Born in Brooklyn to Puerto Rican immigrants, Rodriguez grew up listening to Mario Lanza, and even studied voice for a time with some of the same coaches Lanza used. But Rodriguez was forced to abandon his dream of a career in music when the reality of supporting his young family finally outweighed his ambition to become an artist. In 1995, Daniel Rodriguez joined the New York City Police Department, which has a policy of not ignoring the extracurricular talents of their officers. The NYPD maintains a small staff of "singing" police officers to perform at city functions as a matter of routine. Rodriguez soon joined this elite force.
He was on duty when the Twin Towers of the World Trade Center collapsed in the wake of the terrorist attacks in New York on September 11, 2001. He was engaged to sing "The Star Spangled Banner" at a memorial service for the victims of the attack held at Yankee Stadium a short time later. In Rodriguez's case, it was a case of being in the right place at the right time as legendary tenor and impresario Placido Domingo was in attendance. Domingo was impressed by Rodriguez' performance and granted an audition to the aspiring police officer/tenor. The result of the audition was that Rodriguez was granted a three-month leave of absence to retrain his voice with the Washington Opera, where Domingo was serving as musical director. EMI was quick to offer Rodriguez a recording contract, and his debut CD, God Bless America, made its bow in December of 2001. His newfound celebrity as "the singing policeman" also manifested itself in a string of talk show appearances including The Oprah Winfrey Show, The Today Show, and Late Night with David Letterman.

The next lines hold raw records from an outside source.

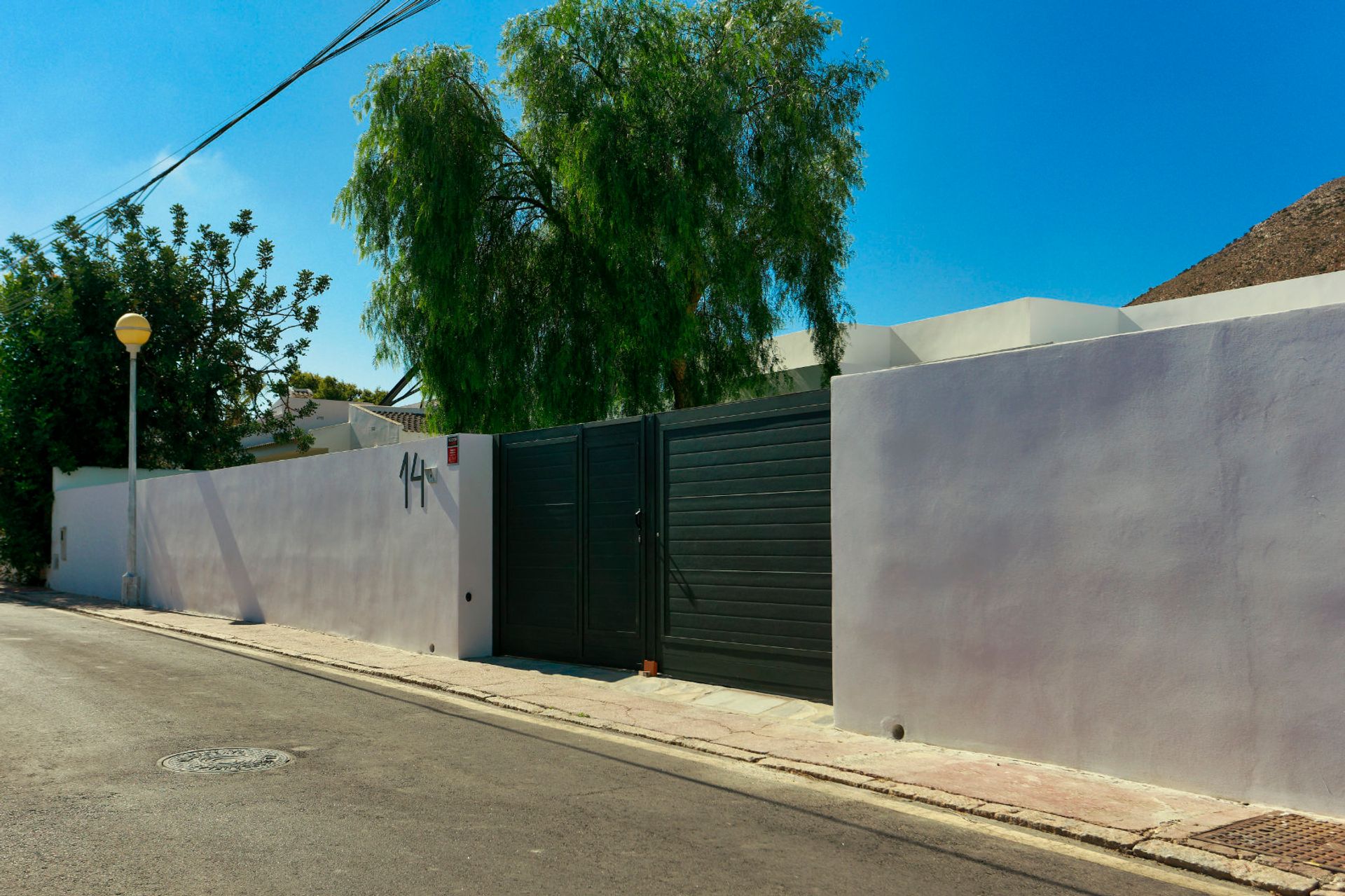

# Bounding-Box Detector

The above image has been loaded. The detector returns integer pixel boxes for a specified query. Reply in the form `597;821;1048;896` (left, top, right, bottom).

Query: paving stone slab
1134;839;1320;896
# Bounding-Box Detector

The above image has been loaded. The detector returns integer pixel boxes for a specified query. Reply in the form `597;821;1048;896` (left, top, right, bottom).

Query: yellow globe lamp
117;313;149;355
116;312;149;607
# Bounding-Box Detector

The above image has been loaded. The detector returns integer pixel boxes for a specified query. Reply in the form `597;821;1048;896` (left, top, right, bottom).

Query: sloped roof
361;405;429;432
1130;177;1345;305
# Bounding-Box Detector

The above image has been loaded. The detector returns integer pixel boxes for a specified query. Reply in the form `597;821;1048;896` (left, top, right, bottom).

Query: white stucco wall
1120;270;1345;331
832;305;1345;815
775;270;1345;389
50;434;492;656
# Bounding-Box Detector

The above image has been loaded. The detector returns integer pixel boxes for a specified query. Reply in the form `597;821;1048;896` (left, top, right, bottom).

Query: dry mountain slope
1130;177;1345;305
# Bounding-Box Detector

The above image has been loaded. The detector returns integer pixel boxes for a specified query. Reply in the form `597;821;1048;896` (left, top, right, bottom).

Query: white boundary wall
50;436;494;656
832;305;1345;815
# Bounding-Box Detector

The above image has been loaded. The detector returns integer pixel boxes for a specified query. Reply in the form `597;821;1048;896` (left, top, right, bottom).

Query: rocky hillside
1130;177;1345;305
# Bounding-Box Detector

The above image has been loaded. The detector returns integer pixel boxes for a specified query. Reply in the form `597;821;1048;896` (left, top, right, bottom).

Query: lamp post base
121;573;140;607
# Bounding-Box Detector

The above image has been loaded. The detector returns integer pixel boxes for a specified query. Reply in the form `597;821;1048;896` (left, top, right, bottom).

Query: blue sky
0;0;1345;386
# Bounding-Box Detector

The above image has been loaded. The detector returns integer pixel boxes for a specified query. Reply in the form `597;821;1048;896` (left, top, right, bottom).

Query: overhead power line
11;0;439;265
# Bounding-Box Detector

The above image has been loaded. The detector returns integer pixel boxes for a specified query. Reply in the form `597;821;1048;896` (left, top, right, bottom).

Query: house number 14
396;450;425;510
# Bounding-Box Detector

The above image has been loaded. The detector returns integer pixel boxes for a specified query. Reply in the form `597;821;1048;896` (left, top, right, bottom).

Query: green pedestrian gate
495;392;832;700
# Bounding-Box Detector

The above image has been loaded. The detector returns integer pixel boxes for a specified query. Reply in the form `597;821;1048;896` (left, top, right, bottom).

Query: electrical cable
8;0;439;265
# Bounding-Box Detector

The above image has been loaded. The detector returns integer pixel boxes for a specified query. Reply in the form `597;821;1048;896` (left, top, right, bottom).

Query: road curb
13;589;1341;896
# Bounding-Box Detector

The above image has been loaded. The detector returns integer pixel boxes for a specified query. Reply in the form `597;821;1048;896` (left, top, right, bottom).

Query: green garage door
655;392;832;700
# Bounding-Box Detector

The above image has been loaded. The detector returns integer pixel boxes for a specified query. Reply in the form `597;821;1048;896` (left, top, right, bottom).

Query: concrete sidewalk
11;585;1345;896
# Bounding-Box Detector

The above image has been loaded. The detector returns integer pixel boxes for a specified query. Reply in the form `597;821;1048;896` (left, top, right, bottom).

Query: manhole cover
159;747;294;775
1193;813;1345;873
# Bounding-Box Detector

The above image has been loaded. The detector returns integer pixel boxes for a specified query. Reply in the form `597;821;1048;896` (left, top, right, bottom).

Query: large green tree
0;205;329;580
336;0;883;432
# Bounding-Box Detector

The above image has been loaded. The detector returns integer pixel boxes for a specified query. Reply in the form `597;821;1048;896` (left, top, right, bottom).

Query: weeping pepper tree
336;0;885;432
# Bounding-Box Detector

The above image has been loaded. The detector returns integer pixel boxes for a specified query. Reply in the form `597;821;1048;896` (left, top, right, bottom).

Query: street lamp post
117;313;149;607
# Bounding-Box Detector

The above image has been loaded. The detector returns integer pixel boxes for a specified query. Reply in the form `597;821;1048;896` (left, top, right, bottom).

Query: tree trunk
668;284;702;411
668;358;691;411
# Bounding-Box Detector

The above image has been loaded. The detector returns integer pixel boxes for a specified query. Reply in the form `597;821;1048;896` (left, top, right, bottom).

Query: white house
244;389;429;463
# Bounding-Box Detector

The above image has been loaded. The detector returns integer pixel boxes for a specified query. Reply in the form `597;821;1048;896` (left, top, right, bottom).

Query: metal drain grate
1192;813;1345;873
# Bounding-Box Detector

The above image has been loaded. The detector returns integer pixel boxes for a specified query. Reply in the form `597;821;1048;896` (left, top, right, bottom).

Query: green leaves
336;0;883;432
0;205;329;579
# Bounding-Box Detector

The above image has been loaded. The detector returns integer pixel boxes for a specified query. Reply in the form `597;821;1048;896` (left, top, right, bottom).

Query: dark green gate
495;420;647;668
495;392;832;700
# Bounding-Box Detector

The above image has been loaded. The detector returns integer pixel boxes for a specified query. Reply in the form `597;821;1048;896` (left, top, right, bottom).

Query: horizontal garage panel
656;393;832;698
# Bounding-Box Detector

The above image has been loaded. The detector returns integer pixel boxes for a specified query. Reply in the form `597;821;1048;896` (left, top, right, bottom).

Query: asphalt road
0;600;1250;896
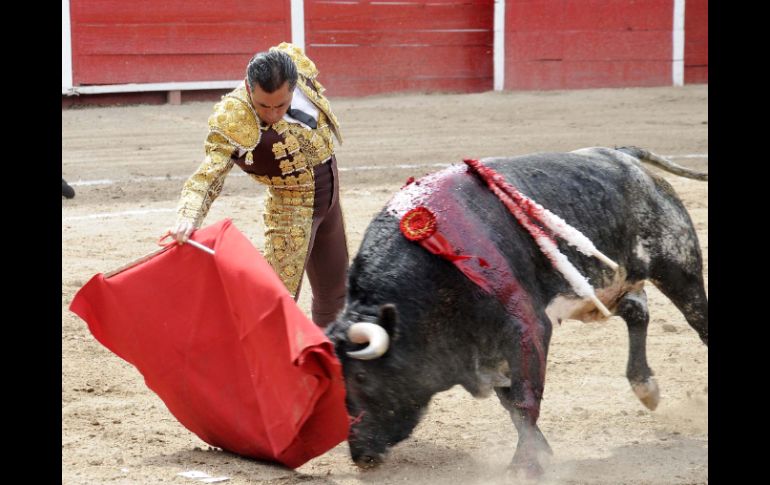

Rodriguez has been quoted as saying "Watching the Twin Towers collapse didn't make me sing any better. But the passion for the music has changed and for what I represent: The comfort and the feeling of national pride that I bring now more than I did before." That sort of attitude carried over into the next year, when he pulled together several of his favorite collaborators and released the similar Spirit of America. With his increasing demand as a performer and the release of a third album in 2003's From My Heart, Rodriguez elected to retire from the NYPD in 2004 and pursue a singing career full-time.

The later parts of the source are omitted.